The only Cambrian fossil species that seems to be closely related to the entoprocts is Cotyledion, but there are several other enigmatic animals that have also been tentatively allied with the group as members of early stem lineages.
Dinomischus venustus is known from the Chinese Chengjiang fossil deposits (~518 million years ago). Another species in the same genus, Dinomischus isolatus, is known from the Canadian Burgess Shale (~508 million years ago) and the similarly-aged Chinese Kaili Biota, with a possible additional occurrence from Czechia (~513 million years ago).
It had a cup-shaped body on a long stalk, reaching up to 10cm tall (4″), with 18 stiff plate-like “petals” around its top that seem to have encircled both its mouth and anus.

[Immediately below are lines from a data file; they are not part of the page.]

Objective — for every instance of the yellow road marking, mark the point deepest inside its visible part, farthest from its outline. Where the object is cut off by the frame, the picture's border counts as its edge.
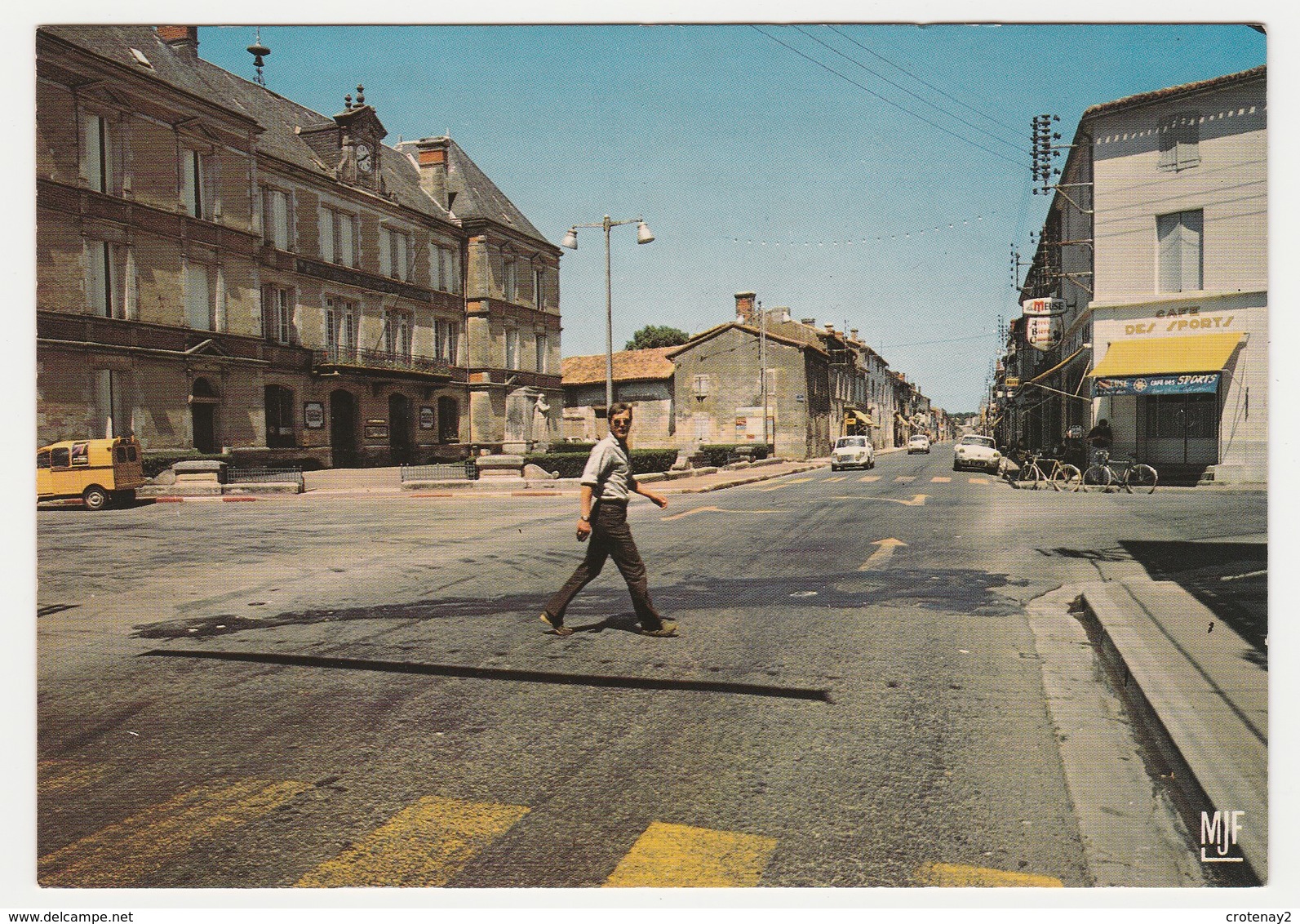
(952, 876)
(127, 851)
(792, 481)
(677, 855)
(708, 509)
(697, 509)
(67, 775)
(424, 845)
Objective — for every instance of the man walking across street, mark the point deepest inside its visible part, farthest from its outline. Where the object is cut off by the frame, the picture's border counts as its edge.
(607, 485)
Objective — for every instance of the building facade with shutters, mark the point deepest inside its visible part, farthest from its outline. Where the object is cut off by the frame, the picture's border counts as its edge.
(1156, 245)
(220, 268)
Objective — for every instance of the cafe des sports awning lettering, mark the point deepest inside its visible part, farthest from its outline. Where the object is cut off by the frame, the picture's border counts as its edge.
(1187, 384)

Some newer specimens from Chengjiang also show feathery soft-tissue tentacles running along the inside surface of the petals, and what may be a bulbous “oral cone” around the mouth.
Siphusauctum gregarium was discovered in the Canadian Burgess Shale fossil deposits (~508 million years ago), with a closely related species Siphusauctum lloydguntheri also known from Utah (~507-506 million years ago).

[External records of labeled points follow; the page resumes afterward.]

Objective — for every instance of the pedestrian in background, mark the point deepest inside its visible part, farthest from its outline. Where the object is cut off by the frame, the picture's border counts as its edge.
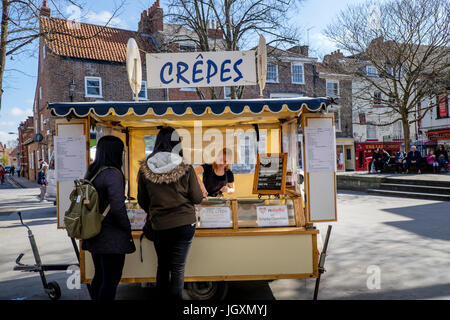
(42, 178)
(442, 157)
(2, 173)
(400, 158)
(109, 247)
(167, 190)
(431, 160)
(413, 159)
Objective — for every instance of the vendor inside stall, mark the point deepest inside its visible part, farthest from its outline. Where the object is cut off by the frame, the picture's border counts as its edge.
(216, 178)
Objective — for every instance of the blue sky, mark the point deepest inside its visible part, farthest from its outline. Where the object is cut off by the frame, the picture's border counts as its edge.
(19, 86)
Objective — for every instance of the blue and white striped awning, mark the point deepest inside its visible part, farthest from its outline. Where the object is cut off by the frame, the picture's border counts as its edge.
(195, 107)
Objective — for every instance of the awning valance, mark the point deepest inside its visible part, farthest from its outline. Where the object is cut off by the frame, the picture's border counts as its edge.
(180, 108)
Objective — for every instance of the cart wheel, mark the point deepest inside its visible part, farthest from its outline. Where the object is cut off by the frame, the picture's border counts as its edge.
(213, 291)
(54, 292)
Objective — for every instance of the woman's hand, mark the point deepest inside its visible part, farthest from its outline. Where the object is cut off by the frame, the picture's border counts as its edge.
(205, 193)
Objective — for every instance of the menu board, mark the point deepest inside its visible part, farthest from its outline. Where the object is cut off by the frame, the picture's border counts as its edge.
(270, 174)
(70, 157)
(272, 216)
(320, 149)
(215, 217)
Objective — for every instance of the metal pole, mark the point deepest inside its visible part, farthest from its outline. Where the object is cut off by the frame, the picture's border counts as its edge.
(323, 255)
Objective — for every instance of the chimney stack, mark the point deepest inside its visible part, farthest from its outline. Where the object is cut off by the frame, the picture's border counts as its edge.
(151, 19)
(45, 10)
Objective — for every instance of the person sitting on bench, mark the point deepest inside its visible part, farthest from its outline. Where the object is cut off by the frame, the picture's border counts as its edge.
(442, 158)
(413, 160)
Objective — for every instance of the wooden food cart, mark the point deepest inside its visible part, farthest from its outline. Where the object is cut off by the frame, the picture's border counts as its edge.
(232, 241)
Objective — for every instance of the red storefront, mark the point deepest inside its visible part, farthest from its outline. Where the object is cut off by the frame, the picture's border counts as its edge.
(364, 150)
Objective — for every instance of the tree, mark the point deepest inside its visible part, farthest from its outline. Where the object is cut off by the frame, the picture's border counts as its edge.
(407, 43)
(238, 22)
(20, 26)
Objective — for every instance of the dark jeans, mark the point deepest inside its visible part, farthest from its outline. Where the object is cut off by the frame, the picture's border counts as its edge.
(410, 165)
(399, 165)
(108, 272)
(172, 247)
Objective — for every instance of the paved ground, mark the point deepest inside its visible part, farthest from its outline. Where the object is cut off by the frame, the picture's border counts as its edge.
(405, 241)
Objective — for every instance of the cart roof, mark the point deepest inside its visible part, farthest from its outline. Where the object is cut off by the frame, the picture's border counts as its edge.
(193, 109)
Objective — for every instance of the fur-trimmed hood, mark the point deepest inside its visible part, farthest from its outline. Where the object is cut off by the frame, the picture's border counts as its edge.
(164, 167)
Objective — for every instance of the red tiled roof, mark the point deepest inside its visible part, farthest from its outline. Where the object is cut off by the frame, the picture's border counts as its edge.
(90, 41)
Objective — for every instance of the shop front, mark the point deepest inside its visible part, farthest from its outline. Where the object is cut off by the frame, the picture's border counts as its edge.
(364, 152)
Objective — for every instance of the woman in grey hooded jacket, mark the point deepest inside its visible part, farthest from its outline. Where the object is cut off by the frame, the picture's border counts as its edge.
(167, 191)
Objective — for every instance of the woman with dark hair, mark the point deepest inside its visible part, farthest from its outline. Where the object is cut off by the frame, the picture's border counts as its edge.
(442, 157)
(109, 247)
(167, 191)
(217, 177)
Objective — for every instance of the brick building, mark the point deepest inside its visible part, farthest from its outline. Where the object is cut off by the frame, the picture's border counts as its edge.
(90, 66)
(26, 134)
(332, 82)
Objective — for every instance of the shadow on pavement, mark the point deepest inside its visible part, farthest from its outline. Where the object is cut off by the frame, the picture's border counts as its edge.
(416, 293)
(429, 220)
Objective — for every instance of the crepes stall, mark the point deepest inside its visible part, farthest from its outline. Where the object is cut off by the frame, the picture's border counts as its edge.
(265, 229)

Up to around 20cm tall (~8″), it was shaped like a six-lobed tulip (or a bell pepper) on a stalk that attached it to the seafloor. Openings on its underside pulled in water, passed it over filter-feeding comb-like structures inside its body, and then expelled it out the top.
Thousands of specimens have been found, and it seems to have been a fairly abundant animal that often occurred in dense groups.
The entoproct affinities of both of these animals are controversial, however, and they’re often just considered to be “weird wonders” with no clear classification.